- Developer: Creoteam
- Publisher: Buka Entertainment
- Composer: NewTone
- Platform: Windows
- Release: RU: September 25, 2008; WW: April 11, 2014;
- Genres: Action-adventure, third-person shooter, hack and slash
- Mode: Single-player

= Collapse (2008 video game) =

Collapse (Kолапс, also known as Collapse: Devastated World) is an action game released in 2008 for Windows. It was developed by Creoteam, a company based in Ukraine. The game is notable for combining quick time events and sword battles similar to God of War series, third-person shooting, and a setting similar to S.T.A.L.K.E.R.: Shadow of Chernobyl. The soundtrack was composed by the Russian electronic band NewTone.

==Gameplay==

Rodan (left) fighting a boss, Yakir

The gameplay is divided into sections where a player is encouraged to use either swords or guns. The shooting section is similar to many third-person shooters, while the close-range combat is similar to the God of War series. Boss battles are usually finished using quick time events. Many of the locations in the game are based on real-life Kyiv places, such as Maidan Nezalezhnosti and Kyiv Pechersk Lavra.

==Plot==
The story is set in 2096 in Kyiv, Ukraine, a city that turned into the center of the Zone. The Zone was created after a strange interdimensional rift opened, leading the city and all surrounding areas to be infested with outwardly beasts and dangerous anomalies. The rift became known as the Hole. To stop the spread of the Zone, a quarantine was declared, and all the inhabitants of the place became hostages. At first, the Zone was controlled by scientists and militia, but due to monster attacks and strong aggression from the locals, the Zone soon became divided between various bandit clans led by so-called Lords. The city itself and surrounding area of the Zone became known as the Junkyard.

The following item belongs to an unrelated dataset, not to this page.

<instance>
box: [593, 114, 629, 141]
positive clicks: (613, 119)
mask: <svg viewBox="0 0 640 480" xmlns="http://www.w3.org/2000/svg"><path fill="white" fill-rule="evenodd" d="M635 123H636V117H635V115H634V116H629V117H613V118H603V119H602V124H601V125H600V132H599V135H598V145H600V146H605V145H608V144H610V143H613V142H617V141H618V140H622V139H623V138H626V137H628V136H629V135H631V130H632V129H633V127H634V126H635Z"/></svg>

Rodan, the main hero of the story, is a Lord of one such clan, who is going to participate in a meeting of Lords. The meeting turns out to be a trap by Lord Mark, the leader of a clan of fanatics who worship him as a messiah. Rodan is forced to fight back with his swords, various weaponry and telekinetic powers granted by the Zone's anomalous power. He soon finds out that there is much more to worry about than just a new clan war, as he is forced to confront an enigmatic and powerful man whose ambition threatens not only to safety of the Zone, but to the whole world outside. During his journey, Rodan also has to uncover the mystery of his past and the secret of the inter-dimensional rift, the Hole itself.

==Development==
A patch was released, updating game to version 1.1. The patch fixed most of the problems with gameplay balance and bring some new effects to the game. It was recommended to download the patch, as it improves the game.

==Collapse: The Rage==
A stand-alone expansion entitled Collapse: The Rage (Колапс: Лють; Коллапс: Ярость) was released in 2010 (only in CIS). It continues the story of Rodan after the destruction of the Hole. The features include improved ranged and close combat mechanics, new special effects and the "Rage" mode.

==Reception==
The game received mixed reviews from critics. Igray.ru praised the characters, gameplay animations, NPC behavior and sound design. 7Wolf Magazine criticized the game for having a number of bugs and derivative game mechanics reminiscient of God of War and Devil May Cry. IGROMANIA praised the combination of melee and gun combat, but criticized the story for being derivative and uninteresting.